Some of you may have seen Lily Maase’s post about her experiences as a guitarist and composer. I read it with great sadness. What happened to her is terrible, and sadly it’s not an anomaly, as we have heard from so many other women in recent times. Lily is a brilliant guitarist, a compelling composer and a great addition to the creative music scene.
At Banff, I wish I had done more to pressure The Banff Centre to defend Lily’s right to a fair and speedy inquiry in response to her complaint of assault. As soon as I heard of the incident, I took Lily to Community Services at the Banff Centre. They told us there would be an investigation and that they would handle it. My position as artistic director had no voice in the proceedings and I was kept out of any involvement with the process.
When Lily moved to New York, I wish I had done more to help her. Supporting young musicians has always been an important part of my work.
Searching my memory and my conscience, I can say with confidence that I did not discourage anyone from hiring Lily. Lily was among the many musicians I mentored in several programs. I encouraged her work and continued to follow it with interest. I know of no effort to silence Lily Maase, or to take her career away in the wake of these incidents and am not aware of any attempts at retaliation in the industry or the community.
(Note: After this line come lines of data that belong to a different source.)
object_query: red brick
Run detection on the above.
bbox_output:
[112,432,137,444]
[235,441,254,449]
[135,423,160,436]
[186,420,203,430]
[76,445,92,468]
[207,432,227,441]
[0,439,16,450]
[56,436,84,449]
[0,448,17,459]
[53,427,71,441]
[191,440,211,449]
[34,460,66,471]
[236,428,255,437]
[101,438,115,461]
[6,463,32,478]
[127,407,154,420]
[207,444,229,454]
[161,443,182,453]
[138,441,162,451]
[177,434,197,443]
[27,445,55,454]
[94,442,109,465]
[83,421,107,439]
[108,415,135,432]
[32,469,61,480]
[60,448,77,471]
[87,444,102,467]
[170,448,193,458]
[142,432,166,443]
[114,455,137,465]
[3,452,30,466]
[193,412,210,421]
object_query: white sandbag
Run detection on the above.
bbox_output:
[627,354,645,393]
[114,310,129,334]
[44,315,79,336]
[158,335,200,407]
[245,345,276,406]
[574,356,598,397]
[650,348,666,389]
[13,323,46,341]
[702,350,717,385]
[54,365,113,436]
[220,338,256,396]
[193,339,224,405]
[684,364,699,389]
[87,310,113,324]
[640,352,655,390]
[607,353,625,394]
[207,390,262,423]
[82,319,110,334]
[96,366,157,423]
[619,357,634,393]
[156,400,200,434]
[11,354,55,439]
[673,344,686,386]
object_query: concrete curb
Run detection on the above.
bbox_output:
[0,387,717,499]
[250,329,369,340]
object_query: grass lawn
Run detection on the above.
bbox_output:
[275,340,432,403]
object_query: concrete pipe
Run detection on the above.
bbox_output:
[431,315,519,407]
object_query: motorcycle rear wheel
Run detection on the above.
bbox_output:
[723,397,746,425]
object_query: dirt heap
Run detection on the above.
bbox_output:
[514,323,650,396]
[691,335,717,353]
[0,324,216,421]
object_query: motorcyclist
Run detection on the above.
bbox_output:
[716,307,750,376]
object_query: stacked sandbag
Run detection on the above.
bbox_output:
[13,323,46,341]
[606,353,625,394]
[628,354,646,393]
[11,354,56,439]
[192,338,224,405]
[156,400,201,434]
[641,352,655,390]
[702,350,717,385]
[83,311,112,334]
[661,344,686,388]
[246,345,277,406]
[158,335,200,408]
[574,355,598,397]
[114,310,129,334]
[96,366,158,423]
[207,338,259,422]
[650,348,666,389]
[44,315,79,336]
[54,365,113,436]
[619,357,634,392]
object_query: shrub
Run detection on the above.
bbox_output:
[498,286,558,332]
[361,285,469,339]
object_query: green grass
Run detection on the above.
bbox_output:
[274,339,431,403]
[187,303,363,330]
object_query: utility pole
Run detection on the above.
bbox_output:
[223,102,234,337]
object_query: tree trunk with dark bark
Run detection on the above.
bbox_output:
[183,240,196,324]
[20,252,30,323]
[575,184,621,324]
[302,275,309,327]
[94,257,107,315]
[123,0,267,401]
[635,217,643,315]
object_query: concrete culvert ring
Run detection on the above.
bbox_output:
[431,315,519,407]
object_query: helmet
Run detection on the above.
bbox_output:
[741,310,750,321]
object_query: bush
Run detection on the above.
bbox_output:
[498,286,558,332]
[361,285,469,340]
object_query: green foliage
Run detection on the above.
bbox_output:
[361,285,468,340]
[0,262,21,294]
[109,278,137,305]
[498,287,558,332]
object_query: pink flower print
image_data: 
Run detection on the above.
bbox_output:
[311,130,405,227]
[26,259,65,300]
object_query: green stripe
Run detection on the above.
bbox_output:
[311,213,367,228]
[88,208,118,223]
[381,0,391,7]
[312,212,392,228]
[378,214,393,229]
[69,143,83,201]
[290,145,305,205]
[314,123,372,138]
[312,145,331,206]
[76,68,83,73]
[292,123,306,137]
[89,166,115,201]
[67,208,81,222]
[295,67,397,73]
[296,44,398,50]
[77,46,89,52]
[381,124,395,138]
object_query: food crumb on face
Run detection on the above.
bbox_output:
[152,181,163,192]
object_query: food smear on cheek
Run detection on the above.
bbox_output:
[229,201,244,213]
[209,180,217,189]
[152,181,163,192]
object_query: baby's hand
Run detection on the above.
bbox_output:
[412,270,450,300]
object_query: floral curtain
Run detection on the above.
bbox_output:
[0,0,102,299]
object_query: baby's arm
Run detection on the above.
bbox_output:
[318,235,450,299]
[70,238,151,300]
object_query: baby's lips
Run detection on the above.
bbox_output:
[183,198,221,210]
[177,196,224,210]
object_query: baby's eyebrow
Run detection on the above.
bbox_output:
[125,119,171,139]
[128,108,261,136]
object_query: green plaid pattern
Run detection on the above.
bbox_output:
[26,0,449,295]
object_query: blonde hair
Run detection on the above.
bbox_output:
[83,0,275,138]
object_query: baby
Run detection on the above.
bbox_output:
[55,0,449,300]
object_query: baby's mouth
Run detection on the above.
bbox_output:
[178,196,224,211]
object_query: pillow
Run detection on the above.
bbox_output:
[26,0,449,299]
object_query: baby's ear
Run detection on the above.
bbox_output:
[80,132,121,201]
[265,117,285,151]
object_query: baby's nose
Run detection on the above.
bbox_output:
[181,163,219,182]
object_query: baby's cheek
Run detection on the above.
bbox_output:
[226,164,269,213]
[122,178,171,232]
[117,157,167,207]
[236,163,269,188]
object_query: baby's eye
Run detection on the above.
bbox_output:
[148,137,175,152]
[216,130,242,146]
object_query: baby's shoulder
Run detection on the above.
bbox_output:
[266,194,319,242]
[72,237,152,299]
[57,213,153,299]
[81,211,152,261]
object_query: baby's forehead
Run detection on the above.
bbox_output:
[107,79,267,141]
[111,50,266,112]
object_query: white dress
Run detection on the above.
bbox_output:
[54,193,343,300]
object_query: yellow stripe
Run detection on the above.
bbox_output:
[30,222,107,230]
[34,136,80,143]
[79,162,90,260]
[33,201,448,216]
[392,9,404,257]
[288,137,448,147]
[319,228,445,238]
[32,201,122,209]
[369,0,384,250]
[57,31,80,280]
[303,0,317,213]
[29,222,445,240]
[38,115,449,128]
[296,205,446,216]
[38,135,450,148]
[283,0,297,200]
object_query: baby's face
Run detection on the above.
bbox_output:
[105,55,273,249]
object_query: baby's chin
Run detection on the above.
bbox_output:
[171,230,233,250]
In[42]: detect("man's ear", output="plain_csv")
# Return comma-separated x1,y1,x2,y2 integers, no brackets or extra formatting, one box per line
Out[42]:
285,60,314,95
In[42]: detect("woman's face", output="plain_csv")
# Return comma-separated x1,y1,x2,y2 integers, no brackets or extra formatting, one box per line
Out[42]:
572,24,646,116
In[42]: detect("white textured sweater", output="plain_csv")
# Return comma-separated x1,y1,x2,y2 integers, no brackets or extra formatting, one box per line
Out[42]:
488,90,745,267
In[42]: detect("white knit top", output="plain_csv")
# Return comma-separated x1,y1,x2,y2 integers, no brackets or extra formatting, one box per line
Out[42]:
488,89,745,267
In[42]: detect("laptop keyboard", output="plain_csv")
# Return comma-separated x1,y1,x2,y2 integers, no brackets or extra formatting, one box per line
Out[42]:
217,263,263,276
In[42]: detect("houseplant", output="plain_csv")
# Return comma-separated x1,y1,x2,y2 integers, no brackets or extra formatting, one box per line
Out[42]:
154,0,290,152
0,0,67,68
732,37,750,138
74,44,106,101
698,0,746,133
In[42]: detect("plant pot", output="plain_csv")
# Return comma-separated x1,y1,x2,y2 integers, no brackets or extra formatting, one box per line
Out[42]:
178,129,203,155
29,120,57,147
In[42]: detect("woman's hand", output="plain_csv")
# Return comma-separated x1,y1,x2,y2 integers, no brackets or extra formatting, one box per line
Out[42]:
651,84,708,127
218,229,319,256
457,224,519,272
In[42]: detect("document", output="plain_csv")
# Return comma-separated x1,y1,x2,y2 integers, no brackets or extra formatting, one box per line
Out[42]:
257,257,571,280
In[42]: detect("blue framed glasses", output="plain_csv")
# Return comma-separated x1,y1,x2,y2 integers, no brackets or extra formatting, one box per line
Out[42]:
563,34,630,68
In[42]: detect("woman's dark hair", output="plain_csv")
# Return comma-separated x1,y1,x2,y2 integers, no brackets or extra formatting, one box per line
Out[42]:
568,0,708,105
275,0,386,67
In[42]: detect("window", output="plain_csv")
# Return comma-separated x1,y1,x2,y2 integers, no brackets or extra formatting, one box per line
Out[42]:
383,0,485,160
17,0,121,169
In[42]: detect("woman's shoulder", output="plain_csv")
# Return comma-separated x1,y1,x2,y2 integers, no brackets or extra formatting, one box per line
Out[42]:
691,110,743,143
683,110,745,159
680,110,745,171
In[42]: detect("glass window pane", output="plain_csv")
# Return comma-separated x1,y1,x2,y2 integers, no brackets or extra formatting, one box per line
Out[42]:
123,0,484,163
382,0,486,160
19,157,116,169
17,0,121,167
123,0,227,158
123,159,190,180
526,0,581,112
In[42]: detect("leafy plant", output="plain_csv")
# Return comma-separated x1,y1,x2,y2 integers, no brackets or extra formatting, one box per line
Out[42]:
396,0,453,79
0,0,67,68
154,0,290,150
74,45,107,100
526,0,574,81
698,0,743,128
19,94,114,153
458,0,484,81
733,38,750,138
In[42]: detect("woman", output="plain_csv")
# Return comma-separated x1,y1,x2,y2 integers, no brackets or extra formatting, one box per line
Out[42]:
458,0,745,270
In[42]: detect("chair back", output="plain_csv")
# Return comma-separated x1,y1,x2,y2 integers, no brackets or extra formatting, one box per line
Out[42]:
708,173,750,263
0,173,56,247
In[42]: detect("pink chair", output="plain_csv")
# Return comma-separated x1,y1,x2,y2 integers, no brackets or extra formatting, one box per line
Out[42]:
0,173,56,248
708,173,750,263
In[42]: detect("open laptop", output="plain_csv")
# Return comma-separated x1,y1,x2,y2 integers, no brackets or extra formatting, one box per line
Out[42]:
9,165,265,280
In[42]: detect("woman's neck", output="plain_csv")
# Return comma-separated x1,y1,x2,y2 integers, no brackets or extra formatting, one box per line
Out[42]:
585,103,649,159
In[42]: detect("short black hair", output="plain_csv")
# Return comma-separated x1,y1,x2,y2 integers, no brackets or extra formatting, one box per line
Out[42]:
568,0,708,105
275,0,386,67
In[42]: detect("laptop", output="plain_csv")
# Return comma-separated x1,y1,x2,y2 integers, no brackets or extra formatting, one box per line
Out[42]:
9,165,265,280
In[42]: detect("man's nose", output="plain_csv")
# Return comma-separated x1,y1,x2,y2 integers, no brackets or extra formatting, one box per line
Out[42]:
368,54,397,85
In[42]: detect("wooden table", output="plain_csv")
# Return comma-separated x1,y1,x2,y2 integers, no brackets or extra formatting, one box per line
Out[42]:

I have reached out directly to Lily to express these thoughts. Lily’s story is so important because it shows how much more work we still have to do. I will continue to push the institutions where I work to be more aware and responsive. I will continue to support organizations that promote equality for women. And I will continue to listen to women in my community for ways I can contribute to equal treatment and increased opportunities for women in the creative arts.